Erster Artikel. Der Engel kann den Menschen erleuchten.
a) Es scheint dies überflüssig. Denn: I. Der Mensch wird erleuchtet durch den Glauben, weshalb Dionysius (2. eocle. hier.) der Taufe die Erleuchtung zuschreibt „dem Sakramente dcs Glaubens“. Der Glaube aber ist unmittelbar von Gott. „Ein Geschenk Gottes“ nennt ihn Paulus. (Ephes. 2, 8.) II. Die Glosse zu Rom. 1. Deus illis sagt: „Nicht allein die natürliche Vernunft hat dazu geholfen, daß Göttliches den Menschen offenbar wurde; sondern Gott hat es ihnen geoffenbart durch sein Werk,“ nämlich durch die Kreatur. Beides aber,die natürliche Vernunft und die Kreatur ist unmittelbar von Gott. III. Wer erleuchtet wird, kennt seine Erleuchtung. Die Menschen aber nehmen es nicht wahr, daß sie von Engeln erleuchtet werden. Auf der anderen Seite sagt Dionysius und beweist es 4. coel. hier.: „daß die Offenbarung göttlicher Dinge zu den Menschen kommt durch Vermittlung der Engel.“ Also werden die Menschen von den Engeln erleuchtet.
b) Ich antworte, daß gemäß der göttlichen Vorsehung die Thätigkeit der niederen Wesen unterworfen ist der der höheren Wesen. Wie also die niederen Engel erleuchtet werden von den höheren, so die Menschen, die ja niedriger sind wie die Engel durch letztere. Die Art und Weise des diesbezüglichen Erleuchtens der Menschen seitens der Engel ist einerseits ähnlich derjenigen, wie sie unter den Engeln selber besteht und andererseits verschieden von derselben. Denn die niedrigeren Engel werden erleuchtet von den höheren: 1. dadurch daß ihre Vernunftkraft gestärkt wird, und 2. dadurch daß die Erkenntnisformen dem niedrigen Engel in einer Weise vorgestellt werden wie es seiner Natur angemessen ist. (Vgl.
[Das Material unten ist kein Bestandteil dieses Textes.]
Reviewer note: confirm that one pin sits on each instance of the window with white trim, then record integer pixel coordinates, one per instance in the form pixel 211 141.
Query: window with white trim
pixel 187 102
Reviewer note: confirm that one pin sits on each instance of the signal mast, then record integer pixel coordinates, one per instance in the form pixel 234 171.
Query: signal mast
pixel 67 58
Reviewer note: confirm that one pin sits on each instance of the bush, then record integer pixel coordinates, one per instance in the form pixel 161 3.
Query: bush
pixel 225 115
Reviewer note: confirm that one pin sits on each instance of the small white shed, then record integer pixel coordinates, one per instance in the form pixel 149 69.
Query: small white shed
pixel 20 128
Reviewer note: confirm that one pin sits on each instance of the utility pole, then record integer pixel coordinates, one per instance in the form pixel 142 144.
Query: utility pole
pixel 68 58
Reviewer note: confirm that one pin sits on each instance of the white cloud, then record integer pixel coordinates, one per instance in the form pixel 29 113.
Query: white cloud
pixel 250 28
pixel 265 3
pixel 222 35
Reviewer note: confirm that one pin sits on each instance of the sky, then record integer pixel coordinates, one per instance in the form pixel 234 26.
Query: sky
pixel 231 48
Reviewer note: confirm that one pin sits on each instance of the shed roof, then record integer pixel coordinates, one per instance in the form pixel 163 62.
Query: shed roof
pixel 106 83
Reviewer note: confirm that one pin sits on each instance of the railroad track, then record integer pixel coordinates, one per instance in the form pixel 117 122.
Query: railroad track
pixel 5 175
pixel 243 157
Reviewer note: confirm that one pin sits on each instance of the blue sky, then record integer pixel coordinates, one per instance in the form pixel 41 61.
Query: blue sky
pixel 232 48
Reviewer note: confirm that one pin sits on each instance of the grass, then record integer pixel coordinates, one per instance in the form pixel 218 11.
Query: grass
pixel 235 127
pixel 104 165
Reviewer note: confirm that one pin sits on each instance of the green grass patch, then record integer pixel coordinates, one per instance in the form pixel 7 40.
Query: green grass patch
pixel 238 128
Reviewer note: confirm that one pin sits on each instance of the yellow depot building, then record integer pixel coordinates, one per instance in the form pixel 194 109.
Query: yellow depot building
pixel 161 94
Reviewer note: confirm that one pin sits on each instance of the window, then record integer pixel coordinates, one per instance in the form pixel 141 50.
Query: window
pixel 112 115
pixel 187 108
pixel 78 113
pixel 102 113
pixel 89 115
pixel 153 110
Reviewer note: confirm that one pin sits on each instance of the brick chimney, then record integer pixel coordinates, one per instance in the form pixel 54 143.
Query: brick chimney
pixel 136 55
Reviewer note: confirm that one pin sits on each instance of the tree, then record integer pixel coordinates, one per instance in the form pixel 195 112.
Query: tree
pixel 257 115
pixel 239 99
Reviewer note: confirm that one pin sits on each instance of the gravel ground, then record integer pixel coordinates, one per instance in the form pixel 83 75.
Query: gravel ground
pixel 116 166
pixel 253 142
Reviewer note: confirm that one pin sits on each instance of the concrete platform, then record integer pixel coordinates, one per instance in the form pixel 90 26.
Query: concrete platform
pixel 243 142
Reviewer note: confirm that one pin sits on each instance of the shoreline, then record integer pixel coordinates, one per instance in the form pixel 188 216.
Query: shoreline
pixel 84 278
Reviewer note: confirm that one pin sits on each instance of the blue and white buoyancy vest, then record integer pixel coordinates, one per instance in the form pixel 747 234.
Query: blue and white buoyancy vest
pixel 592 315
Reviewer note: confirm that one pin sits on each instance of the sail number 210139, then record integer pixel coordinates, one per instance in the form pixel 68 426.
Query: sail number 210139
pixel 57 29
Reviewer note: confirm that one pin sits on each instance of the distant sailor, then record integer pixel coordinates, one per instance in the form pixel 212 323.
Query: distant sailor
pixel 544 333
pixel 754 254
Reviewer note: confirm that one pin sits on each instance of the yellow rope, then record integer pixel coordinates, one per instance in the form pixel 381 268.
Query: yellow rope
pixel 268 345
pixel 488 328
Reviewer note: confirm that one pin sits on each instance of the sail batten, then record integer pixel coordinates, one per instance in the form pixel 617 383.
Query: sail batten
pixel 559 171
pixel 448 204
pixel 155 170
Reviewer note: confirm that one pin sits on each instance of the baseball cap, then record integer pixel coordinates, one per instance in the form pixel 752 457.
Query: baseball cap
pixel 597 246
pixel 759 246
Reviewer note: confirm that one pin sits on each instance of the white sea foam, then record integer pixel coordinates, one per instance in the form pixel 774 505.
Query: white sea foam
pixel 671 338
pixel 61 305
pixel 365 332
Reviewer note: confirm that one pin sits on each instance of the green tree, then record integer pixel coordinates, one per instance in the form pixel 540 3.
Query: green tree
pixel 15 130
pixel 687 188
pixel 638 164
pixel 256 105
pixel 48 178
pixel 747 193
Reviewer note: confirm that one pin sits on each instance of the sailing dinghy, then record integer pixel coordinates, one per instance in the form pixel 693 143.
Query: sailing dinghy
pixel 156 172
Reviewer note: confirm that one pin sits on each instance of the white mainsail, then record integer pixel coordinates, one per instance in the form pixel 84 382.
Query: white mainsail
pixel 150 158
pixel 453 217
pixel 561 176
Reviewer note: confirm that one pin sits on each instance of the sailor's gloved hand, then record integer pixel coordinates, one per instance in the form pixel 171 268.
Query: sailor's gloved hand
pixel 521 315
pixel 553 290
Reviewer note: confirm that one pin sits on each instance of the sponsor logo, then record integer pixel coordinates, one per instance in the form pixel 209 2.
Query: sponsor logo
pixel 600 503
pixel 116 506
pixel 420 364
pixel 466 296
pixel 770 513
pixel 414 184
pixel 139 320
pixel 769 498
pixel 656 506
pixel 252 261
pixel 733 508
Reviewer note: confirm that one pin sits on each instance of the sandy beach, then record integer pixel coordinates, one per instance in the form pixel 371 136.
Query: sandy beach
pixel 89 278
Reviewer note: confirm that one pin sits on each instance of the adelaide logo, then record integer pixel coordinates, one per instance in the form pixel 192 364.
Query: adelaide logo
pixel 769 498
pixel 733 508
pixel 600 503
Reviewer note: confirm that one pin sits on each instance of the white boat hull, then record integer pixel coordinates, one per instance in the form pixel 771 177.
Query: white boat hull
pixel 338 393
Kap. 106, Art. 1.) Die menschliche Vernunft aber kann nicht das vernünftig Erkennbare erfassen, wenn dieses nackt und rein in seiner Vernünftigkeit vorgelegt wird; denn es ist ihrer Natur angemessen, nur dadurch zu erkennen, daß sie sich zu den Phantasiebildern wenden. Also legen die Engel die erkennbare Wahrheit unter Figuren und Bildern vor, die von sichtbaren Dingen hergenommen sind; wie Dionysius sagt (l. de coel. hier.): „Es ist unmöglich, daß uns anders der göttliche Strahl leuchte als in der Umhüllung verschiedener heiliger Bilder.“ Und was das Andere anbetrifft, so wird die menschliche Vernunft ebenfalls als die niedrigere gestärkt durch den Einfluß der Engelvernunft. Nach diesen zwei Seiten hin also wird die Vernunft des Menschen erleuchtet durch die Engel.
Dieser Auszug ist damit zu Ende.